Он и в самом деле говорил все это?
Борис провел рукой по лбу.
Он заболевает? У него температура?
Все так странно, зыбко, ни в чем больше нет привычной ясности.
День сменялся днем, но ни жалобы, ни вызова к заведующему или главврачу не последовало.
* * *
Викина мама встретила его утром после суток за контрольно-пропускным пунктом больницы. Широкие плечи, стрижка ежиком – несмотря на мороз, мама была без шапки. Изо рта вырывались облачка пара.
– Сегодня девять дней. – Она не поздоровалась. Она что-то протягивала. – И я вдруг подумала, что хочу вам кое-что сказать.

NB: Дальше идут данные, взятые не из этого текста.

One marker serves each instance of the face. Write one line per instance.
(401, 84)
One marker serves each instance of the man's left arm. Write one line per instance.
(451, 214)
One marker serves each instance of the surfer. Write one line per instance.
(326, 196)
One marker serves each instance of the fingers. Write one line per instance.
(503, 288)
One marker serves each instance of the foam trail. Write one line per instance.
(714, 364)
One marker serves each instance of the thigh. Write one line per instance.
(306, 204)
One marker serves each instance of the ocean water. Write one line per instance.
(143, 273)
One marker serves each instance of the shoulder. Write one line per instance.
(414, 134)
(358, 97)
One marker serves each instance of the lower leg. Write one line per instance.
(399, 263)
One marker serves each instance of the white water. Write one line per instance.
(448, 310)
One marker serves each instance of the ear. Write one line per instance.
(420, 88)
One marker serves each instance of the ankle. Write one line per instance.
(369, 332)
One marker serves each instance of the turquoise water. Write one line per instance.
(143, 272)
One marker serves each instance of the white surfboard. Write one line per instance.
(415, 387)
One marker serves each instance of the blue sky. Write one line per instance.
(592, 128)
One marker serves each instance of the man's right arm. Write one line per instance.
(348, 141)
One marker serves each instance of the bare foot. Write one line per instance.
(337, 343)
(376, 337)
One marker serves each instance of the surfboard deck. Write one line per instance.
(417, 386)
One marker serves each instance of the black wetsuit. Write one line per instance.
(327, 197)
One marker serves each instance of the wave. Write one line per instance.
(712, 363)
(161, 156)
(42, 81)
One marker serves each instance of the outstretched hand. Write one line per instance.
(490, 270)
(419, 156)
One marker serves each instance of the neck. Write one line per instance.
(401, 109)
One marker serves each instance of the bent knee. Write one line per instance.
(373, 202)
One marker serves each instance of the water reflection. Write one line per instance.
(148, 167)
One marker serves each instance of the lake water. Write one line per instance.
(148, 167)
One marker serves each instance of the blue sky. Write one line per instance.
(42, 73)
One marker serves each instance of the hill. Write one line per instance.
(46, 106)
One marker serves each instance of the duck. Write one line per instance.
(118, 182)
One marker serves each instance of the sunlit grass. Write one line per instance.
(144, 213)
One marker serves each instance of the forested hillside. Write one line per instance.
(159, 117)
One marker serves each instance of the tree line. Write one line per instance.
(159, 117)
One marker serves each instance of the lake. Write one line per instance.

Борис обреченно взглянул на нее.
Значит, жалоба и вызов к начальству еще впереди. Значит…
Стеклянный шар.
– Возьмите. На память. Знаю, это ерунда, но она тогда… в Новый год сказала, как вы ей помогли.
Борис оторопел.
– Помог?
Викина мама серьезно кивнула.
– Да. И мне. Простите меня. Знаете, мы ведь не разговаривали почти три года. И если бы не вы… если бы вы не сказали, что она умирает, что она – действительно! – умирает, мы бы… и не успели. Я была бы слишком занята. Я пыталась бы отбивать ее у смерти. Я бы злилась – на жизнь, на нее, на вас. Я и злилась. Но в новогоднюю ночь что-то случилось. Может, чудо? Не знаю. Но мы будто встретились – первый раз за много лет. И теперь у меня есть… осталась эта ночь. А ведь ее могло не быть. Да возьмите же! – она с силой впихнула в его ледяные пальцы шар, круто развернулась и быстро пошла прочь.
Борис успел заметить, что она вытерла глаза и щеки, ее смешные плечи казались еще больше в толстой короткой куртке; она шла, не оборачиваясь, ускоряла шаг, наконец, почти побежала, а Борис все стоял на месте.
Рука потеплела.
Он поднял шар к глазам и встряхнул.
Метель кружила и кружила, а Борис не опускал шар, пытаясь разглядеть лицо девочки в красном шарфе.